IBM isn’t the only one seeing the value in pushing its software to the mobile enterprise. SAP integrated its customer relationship management application into the BlackBerry in May, for instance.
Research in Motion (NASDAQ: RIMM) itself moved to better capitalize on mobile app development, partnering to create a $150 million investment fund to encourage the trend.
Even the Apple (NASDAQ: AAPL) iPhone, often thought of as a consumer-oriented device, is seeing mounting interest in its capabilities to offer enterprise software.
The thinking behind such efforts is often based around the wide expectations for the continued proliferation in the mobile Internet. IBM said its research suggests that the number of mobile Internet users worldwide this year is projected to approach 1 billion, a 191 percent increase from 2006, and that there will be 2 billion mobile devices in use by 2011. The company also said its studies found that 67 percent of all workers, not just its own, are using mobile computing and projects.
IBM’s interest in mobile technology is also reflected in its own employees’ appetite for wireless apps. Dunderdale said 40 percent of IBM’s employees are mobile warriors who don’t report to a company location on a daily basis. Big Blue has 35,000 BlackBerry devices deployed internally, in addition to other smartphone devices, he added.

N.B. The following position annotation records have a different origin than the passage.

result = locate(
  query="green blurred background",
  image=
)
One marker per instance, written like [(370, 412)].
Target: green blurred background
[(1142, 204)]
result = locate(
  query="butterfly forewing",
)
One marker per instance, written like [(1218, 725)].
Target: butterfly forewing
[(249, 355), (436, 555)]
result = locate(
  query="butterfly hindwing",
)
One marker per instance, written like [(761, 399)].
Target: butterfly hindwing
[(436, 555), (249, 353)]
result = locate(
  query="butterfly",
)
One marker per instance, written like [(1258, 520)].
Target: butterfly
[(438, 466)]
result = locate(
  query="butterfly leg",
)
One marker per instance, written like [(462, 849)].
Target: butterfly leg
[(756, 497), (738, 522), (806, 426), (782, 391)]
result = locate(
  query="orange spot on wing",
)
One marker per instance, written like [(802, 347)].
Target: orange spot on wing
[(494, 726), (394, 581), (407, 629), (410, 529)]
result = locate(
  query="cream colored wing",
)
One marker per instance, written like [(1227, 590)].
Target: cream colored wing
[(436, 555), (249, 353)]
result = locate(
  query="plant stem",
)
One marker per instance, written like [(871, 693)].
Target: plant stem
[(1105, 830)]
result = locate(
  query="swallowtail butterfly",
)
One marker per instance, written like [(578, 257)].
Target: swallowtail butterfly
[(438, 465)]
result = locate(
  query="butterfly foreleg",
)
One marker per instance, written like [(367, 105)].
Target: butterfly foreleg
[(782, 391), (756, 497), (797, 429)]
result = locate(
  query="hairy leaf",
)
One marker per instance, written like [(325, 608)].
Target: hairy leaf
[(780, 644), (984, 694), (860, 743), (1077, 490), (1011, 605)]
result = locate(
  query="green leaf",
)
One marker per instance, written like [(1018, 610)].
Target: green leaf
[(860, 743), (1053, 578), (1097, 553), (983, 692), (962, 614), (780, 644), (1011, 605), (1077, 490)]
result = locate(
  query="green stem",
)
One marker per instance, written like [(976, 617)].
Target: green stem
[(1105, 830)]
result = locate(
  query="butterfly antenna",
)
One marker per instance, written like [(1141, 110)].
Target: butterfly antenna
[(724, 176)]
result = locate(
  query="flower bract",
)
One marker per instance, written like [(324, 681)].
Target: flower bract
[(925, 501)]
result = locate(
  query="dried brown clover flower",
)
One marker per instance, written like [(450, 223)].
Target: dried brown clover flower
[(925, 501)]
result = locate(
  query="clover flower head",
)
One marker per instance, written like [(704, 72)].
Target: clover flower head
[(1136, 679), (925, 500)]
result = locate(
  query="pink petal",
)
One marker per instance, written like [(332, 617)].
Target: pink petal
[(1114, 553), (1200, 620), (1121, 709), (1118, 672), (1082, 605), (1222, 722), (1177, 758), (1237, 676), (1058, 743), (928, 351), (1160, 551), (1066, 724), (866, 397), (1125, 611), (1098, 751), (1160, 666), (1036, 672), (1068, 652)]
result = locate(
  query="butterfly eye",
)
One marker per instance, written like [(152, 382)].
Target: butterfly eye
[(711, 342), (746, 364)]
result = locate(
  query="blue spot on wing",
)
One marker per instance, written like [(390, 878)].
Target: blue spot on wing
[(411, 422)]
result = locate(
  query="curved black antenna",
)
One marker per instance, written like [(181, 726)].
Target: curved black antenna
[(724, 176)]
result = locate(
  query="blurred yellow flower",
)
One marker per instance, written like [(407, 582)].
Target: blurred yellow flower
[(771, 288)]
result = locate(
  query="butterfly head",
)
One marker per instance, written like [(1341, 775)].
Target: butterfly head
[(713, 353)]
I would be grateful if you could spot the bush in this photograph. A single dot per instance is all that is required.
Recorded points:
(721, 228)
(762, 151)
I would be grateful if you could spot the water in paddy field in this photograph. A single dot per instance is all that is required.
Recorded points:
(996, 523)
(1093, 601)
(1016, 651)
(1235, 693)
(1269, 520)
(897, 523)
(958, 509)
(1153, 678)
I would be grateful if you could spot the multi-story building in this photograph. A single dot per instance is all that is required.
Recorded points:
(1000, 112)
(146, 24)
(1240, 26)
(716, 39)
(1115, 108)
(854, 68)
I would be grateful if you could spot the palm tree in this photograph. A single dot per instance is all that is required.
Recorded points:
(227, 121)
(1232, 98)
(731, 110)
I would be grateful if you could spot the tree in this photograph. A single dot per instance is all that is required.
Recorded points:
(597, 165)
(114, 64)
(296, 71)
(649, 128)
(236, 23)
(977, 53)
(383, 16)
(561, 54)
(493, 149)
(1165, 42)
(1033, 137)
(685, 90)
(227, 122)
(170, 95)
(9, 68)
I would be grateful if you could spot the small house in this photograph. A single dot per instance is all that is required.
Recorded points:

“We realized that as our own users have mobile requirements, so do our customers,” Dunderdale said. “Mobile device use is now a dependency.”
Those trends propelled IBM to launch its new Mobility@Work program, a consulting and implementation services effort that the vendor claims can help customers increase productivity by as much as 30 percent.
“The mobile Web presents one of the largest emerging market opportunities we’ve seen in a decade as billions of people look to access a wide range of services, both for business and personal use,” Drew Clark, strategy director for IBM’s Venture Capital Group, said in a statement.